Schmidhuber Problems
A reproducible-baseline catalog of the synthetic learning problems that appear in Jürgen Schmidhuber’s experimental papers from 1989 through 2025 — implemented in pure numpy, runnable on a laptop CPU, with paper-comparison metrics per stub.
- GitHub: https://github.com/cybertronai/schmidhuber-problems
- Site: https://cybertronai.github.io/schmidhuber-problems/
- Catalog: RESULTS.md
- Visual tour: VISUAL_TOUR.md
- Build notes: BUILD_NOTES.md
- Status: 58 of 58 stubs implemented (PRs #4–#16, all merged 2026-05-08)
Introduction
The field has standardized on backprop by the end of the ’80s, and Hinton gives a sample of problems that were used at the time. In the last 20 years, we have transitioned to GPUs, and the math has changed considerably. Instead of being bottlenecked by arithmetic, the shrinking of transistors means that arithmetic is essentially free, and all of the work comes from data movement. Backprop is inefficient in terms of “commute to compute ratio” because it requires fetching all of the activations for each gradient add.

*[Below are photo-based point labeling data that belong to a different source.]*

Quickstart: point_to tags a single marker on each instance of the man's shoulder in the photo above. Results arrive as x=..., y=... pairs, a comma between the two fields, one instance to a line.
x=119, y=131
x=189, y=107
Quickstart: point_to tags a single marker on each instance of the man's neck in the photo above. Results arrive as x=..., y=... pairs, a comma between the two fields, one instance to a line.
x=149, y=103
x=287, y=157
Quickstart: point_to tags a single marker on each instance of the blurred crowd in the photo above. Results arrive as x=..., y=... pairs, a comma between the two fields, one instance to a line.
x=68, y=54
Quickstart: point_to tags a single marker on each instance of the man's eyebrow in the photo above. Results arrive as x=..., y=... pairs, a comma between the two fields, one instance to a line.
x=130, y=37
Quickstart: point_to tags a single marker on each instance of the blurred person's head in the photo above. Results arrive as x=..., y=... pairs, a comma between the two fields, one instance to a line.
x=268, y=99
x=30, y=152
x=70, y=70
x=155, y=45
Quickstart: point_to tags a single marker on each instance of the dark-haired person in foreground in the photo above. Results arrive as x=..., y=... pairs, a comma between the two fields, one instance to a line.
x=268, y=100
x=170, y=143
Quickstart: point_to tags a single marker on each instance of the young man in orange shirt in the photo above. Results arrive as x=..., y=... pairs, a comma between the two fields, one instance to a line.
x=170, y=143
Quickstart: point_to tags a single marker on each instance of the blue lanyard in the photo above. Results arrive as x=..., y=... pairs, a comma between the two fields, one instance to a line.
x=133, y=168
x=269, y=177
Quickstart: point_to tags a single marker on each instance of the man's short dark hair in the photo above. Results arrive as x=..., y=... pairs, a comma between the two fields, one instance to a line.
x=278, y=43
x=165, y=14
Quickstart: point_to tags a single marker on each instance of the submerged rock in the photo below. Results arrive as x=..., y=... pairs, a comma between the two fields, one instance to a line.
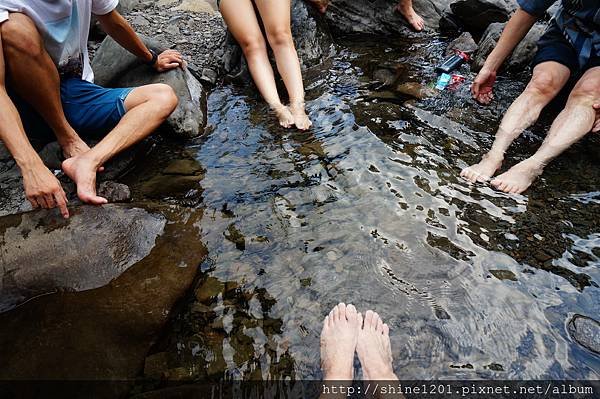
x=116, y=67
x=43, y=253
x=586, y=332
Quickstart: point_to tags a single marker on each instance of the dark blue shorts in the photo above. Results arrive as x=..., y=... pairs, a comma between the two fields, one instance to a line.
x=554, y=46
x=90, y=109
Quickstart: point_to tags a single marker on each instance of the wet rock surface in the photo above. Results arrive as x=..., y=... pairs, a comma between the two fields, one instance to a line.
x=118, y=68
x=43, y=253
x=586, y=332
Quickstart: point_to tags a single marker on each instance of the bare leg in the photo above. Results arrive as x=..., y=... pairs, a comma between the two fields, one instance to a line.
x=374, y=349
x=276, y=16
x=148, y=107
x=547, y=81
x=338, y=343
x=405, y=8
x=33, y=75
x=574, y=122
x=243, y=25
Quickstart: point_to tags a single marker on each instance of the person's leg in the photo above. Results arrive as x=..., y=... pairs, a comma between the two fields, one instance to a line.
x=547, y=81
x=276, y=16
x=338, y=342
x=147, y=108
x=574, y=122
x=405, y=8
x=374, y=349
x=321, y=5
x=33, y=76
x=243, y=25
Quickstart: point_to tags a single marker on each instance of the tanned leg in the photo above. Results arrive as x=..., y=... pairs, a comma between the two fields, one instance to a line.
x=243, y=25
x=148, y=107
x=574, y=122
x=33, y=76
x=547, y=81
x=276, y=16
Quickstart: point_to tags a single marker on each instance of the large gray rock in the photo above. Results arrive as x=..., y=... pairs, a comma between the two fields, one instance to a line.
x=586, y=332
x=522, y=56
x=477, y=15
x=379, y=16
x=42, y=253
x=116, y=67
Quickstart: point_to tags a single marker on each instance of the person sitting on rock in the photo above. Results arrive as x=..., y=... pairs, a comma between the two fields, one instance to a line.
x=46, y=86
x=404, y=7
x=346, y=332
x=243, y=24
x=570, y=48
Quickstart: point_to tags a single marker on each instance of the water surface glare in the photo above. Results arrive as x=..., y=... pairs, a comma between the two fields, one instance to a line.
x=368, y=208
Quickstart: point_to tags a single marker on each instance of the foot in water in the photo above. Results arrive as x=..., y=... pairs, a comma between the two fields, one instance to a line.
x=374, y=349
x=519, y=177
x=338, y=342
x=301, y=120
x=484, y=170
x=321, y=5
x=284, y=115
x=405, y=8
x=83, y=172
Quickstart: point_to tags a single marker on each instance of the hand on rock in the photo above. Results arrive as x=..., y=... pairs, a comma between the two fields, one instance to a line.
x=482, y=88
x=169, y=59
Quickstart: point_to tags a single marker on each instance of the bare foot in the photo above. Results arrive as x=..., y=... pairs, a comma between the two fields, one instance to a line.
x=484, y=170
x=301, y=120
x=405, y=8
x=283, y=115
x=321, y=5
x=338, y=342
x=519, y=177
x=83, y=172
x=374, y=349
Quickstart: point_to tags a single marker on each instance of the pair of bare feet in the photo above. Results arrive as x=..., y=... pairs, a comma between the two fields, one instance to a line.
x=292, y=115
x=81, y=167
x=345, y=332
x=404, y=7
x=515, y=181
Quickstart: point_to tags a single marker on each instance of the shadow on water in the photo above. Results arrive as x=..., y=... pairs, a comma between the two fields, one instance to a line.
x=368, y=208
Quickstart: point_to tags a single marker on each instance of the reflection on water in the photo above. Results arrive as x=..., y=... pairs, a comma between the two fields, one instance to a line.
x=368, y=208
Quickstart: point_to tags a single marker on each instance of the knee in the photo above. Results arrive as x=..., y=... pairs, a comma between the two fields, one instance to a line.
x=253, y=44
x=165, y=99
x=281, y=37
x=544, y=84
x=586, y=90
x=19, y=35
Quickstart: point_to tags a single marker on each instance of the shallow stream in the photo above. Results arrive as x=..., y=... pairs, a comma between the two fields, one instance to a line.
x=368, y=208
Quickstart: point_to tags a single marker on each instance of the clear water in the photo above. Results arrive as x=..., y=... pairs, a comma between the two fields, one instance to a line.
x=368, y=208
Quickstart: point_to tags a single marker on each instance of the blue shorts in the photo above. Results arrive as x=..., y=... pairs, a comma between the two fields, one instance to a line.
x=90, y=109
x=553, y=46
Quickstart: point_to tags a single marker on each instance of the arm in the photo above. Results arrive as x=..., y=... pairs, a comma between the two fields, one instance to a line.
x=119, y=29
x=41, y=186
x=516, y=29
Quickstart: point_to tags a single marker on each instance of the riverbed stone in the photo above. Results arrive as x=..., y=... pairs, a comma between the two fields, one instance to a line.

So a natural experiment would be to redo key experiments of this time with a focus on data movement. The first step is to get a baseline — to establish the list of problems which are famous, reasonable to implement, and easy to run/reproduce.
— Yaroslav, hinton-problems issue #1 (Sutro Group)
This repository is the algorithmic-lineage companion to hinton-problems.
- Hinton’s catalog emphasizes representational toy tasks: small benchmarks where hidden-unit inspection is the experimental payoff (4-2-4 encoder, family trees, shifter, Forward-Forward MNIST).
- Schmidhuber’s lineage emphasizes algorithmic capability. Four threads run through this catalog:
- Long-time-lag indexing: 1990 flip-flop → 1992 chunker → 1996 adding-problem → 1997 temporal-order
- Key-value binding: 1992 fast-weights → 2021 linear Transformers (the same outer-product math, 29 years apart)
- Kolmogorov-complexity search: 1995 Levin search → 2003 OOPS (program enumeration, no gradients)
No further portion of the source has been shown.